The paper tackles the problem of understanding the behavior of shallow ReLU networks that interpolate data with minimal weight norms, proving that in 1D, such ridgeless interpolants extrapolate based on nearest neighbor curvature signs and generalize optimally for Lipschitz functions up to universal constants.
We prove a precise geometric description of all one layer ReLU networks $z(x;θ)$ with a single linear unit and input/output dimensions equal to one that interpolate a given dataset $\mathcal D=\{(x_i,f(x_i))\}$ and, among all such interpolants, minimize the $\ell_2$-norm of the neuron weights. Such networks can intuitively be thought of as those that minimize the mean-squared error over $\mathcal D$ plus an infinitesimal weight decay penalty. We therefore refer to them as ridgeless ReLU interpolants.

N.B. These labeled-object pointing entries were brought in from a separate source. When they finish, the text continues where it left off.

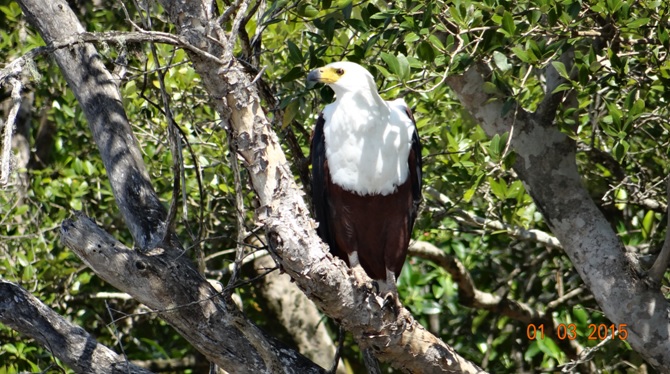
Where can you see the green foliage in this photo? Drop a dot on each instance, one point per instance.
(615, 108)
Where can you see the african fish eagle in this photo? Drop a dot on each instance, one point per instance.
(366, 175)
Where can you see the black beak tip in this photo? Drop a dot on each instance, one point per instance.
(313, 76)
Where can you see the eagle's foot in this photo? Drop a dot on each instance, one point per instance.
(392, 300)
(360, 277)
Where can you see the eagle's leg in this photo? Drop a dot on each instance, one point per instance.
(356, 269)
(389, 292)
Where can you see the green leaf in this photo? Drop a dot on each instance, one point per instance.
(638, 23)
(293, 74)
(560, 69)
(647, 224)
(425, 51)
(508, 23)
(294, 53)
(403, 64)
(290, 112)
(501, 61)
(392, 62)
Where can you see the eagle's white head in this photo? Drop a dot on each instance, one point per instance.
(344, 77)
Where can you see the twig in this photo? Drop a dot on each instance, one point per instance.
(470, 219)
(5, 161)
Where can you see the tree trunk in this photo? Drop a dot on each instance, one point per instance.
(546, 164)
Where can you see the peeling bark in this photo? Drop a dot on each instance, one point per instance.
(98, 94)
(546, 165)
(298, 315)
(398, 340)
(171, 285)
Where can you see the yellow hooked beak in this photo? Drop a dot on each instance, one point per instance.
(326, 74)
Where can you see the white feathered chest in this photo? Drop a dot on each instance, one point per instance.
(367, 146)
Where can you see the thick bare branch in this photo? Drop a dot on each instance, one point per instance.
(26, 314)
(172, 286)
(546, 164)
(396, 339)
(98, 94)
(470, 296)
(297, 314)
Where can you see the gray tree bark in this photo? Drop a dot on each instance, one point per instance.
(71, 344)
(160, 276)
(547, 166)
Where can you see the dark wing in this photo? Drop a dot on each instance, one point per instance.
(415, 173)
(320, 179)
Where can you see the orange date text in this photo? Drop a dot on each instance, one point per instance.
(569, 331)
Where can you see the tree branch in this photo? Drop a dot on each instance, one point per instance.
(170, 285)
(470, 296)
(98, 94)
(26, 314)
(546, 164)
(467, 218)
(291, 233)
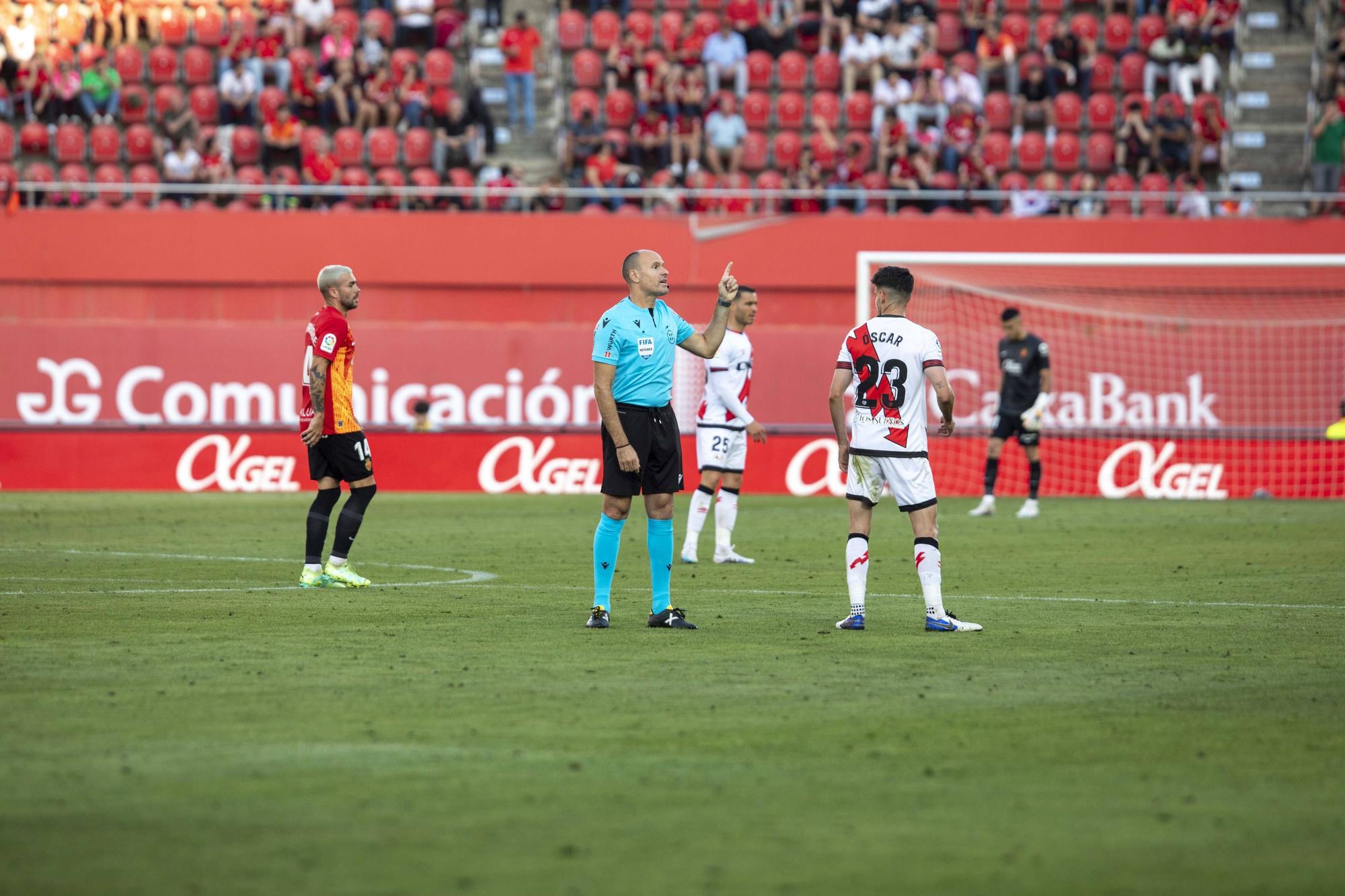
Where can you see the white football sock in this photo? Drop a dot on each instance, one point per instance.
(726, 516)
(930, 568)
(857, 569)
(701, 501)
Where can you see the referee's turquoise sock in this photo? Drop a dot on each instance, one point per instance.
(607, 544)
(658, 538)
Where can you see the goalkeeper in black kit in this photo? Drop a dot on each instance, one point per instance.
(1024, 395)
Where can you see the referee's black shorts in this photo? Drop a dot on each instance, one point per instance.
(658, 443)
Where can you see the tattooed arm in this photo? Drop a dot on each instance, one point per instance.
(317, 391)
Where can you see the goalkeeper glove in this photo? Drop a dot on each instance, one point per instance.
(1032, 417)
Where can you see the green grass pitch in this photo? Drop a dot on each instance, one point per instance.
(1174, 724)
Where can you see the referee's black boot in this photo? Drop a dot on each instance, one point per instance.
(670, 618)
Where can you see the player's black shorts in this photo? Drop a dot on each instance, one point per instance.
(658, 443)
(1009, 423)
(341, 456)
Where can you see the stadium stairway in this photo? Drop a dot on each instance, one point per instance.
(533, 157)
(1270, 87)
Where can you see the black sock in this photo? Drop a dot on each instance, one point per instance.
(352, 514)
(318, 516)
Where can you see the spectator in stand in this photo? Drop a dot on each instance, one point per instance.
(414, 93)
(1172, 140)
(1165, 56)
(726, 56)
(962, 132)
(520, 44)
(237, 95)
(455, 138)
(1135, 142)
(280, 140)
(960, 85)
(997, 56)
(102, 97)
(1070, 61)
(724, 135)
(415, 24)
(603, 171)
(582, 142)
(1032, 107)
(927, 101)
(67, 85)
(1208, 145)
(650, 140)
(861, 56)
(321, 170)
(891, 96)
(1328, 155)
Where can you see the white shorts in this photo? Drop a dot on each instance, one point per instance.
(910, 481)
(723, 450)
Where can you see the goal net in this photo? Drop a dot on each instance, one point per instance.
(1182, 376)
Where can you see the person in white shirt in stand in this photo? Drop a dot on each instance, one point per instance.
(723, 428)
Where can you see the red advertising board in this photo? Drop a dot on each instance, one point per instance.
(570, 463)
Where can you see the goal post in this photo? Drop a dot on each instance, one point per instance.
(1174, 376)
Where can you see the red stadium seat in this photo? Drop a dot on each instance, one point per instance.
(794, 71)
(705, 24)
(859, 111)
(587, 69)
(582, 100)
(640, 25)
(571, 30)
(1065, 154)
(111, 175)
(789, 111)
(439, 69)
(163, 65)
(71, 143)
(1102, 112)
(757, 111)
(827, 107)
(786, 150)
(1117, 33)
(419, 149)
(761, 67)
(999, 110)
(383, 147)
(997, 151)
(827, 72)
(1017, 29)
(755, 151)
(1133, 72)
(1085, 26)
(606, 28)
(104, 145)
(247, 146)
(1070, 111)
(948, 37)
(1149, 29)
(141, 145)
(619, 107)
(205, 104)
(348, 147)
(130, 64)
(1032, 154)
(1101, 154)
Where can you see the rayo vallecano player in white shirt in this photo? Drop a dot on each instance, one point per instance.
(723, 427)
(892, 358)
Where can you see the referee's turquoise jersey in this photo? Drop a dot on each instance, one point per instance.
(641, 343)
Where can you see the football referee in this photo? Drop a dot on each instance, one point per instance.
(642, 448)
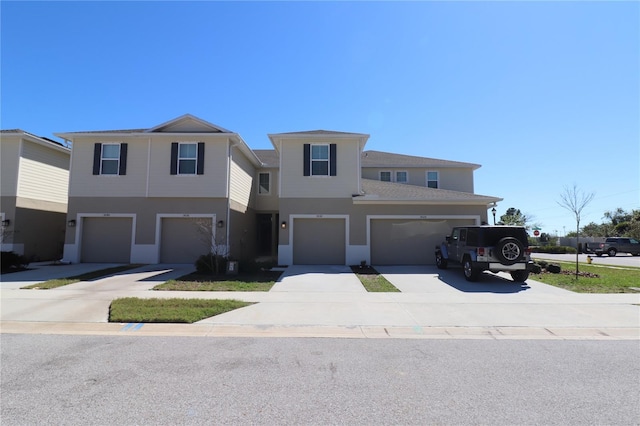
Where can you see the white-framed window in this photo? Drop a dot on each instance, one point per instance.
(319, 160)
(433, 179)
(187, 158)
(385, 176)
(264, 183)
(402, 176)
(110, 159)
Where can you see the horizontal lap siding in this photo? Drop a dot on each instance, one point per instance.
(44, 174)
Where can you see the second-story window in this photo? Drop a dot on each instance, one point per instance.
(264, 183)
(432, 180)
(110, 159)
(187, 158)
(319, 160)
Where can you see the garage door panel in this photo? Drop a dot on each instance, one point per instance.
(183, 240)
(408, 242)
(319, 242)
(106, 240)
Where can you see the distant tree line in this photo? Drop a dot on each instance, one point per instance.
(617, 223)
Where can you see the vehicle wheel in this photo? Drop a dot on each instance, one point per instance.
(470, 273)
(509, 250)
(441, 262)
(520, 276)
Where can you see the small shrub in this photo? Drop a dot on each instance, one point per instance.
(252, 266)
(553, 268)
(210, 264)
(553, 249)
(12, 261)
(543, 263)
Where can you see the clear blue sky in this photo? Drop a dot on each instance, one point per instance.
(541, 94)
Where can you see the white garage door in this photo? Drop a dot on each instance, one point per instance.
(408, 241)
(106, 239)
(319, 242)
(183, 240)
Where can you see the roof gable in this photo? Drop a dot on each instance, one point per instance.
(187, 124)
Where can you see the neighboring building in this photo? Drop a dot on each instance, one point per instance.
(143, 196)
(34, 182)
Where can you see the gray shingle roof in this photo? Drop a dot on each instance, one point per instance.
(318, 132)
(42, 138)
(388, 159)
(389, 191)
(268, 157)
(113, 131)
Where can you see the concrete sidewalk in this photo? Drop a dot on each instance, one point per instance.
(317, 301)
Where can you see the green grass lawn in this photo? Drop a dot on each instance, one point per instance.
(610, 279)
(259, 281)
(46, 285)
(372, 281)
(133, 309)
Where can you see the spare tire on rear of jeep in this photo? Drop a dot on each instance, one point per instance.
(509, 251)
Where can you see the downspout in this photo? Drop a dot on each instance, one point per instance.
(230, 153)
(148, 166)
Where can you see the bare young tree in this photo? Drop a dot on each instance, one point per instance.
(215, 241)
(575, 200)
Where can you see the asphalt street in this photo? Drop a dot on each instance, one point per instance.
(105, 380)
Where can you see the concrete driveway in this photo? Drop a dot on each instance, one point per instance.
(328, 300)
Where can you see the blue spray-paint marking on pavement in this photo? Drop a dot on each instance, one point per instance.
(129, 325)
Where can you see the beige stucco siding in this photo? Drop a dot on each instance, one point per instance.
(295, 185)
(83, 183)
(213, 183)
(149, 169)
(454, 179)
(9, 161)
(241, 183)
(44, 174)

Our description proves that, to extrapolate values $z(x;θ)$ for inputs $x\in (x_i,x_{i+1})$ lying between two consecutive datapoints, a ridgeless ReLU interpolant simply compares the signs of the discrete estimates for the curvature of $f$ at $x_i$ and $x_{i+1}$ derived from the dataset $\mathcal D$. If the curvature estimates at $x_i$ and $x_{i+1}$ have different signs, then $z(x;θ)$ must be linear on $(x_i,x_{i+1})$. If in contrast the curvature estimates at $x_i$ and $x_{i+1}$ are both positive (resp. negative), then $z(x;θ)$ is convex (resp. concave) on $(x_i,x_{i+1})$. Our results show that ridgeless ReLU interpolants achieve the best possible generalization for learning $1d$ Lipschitz functions, up to universal constants.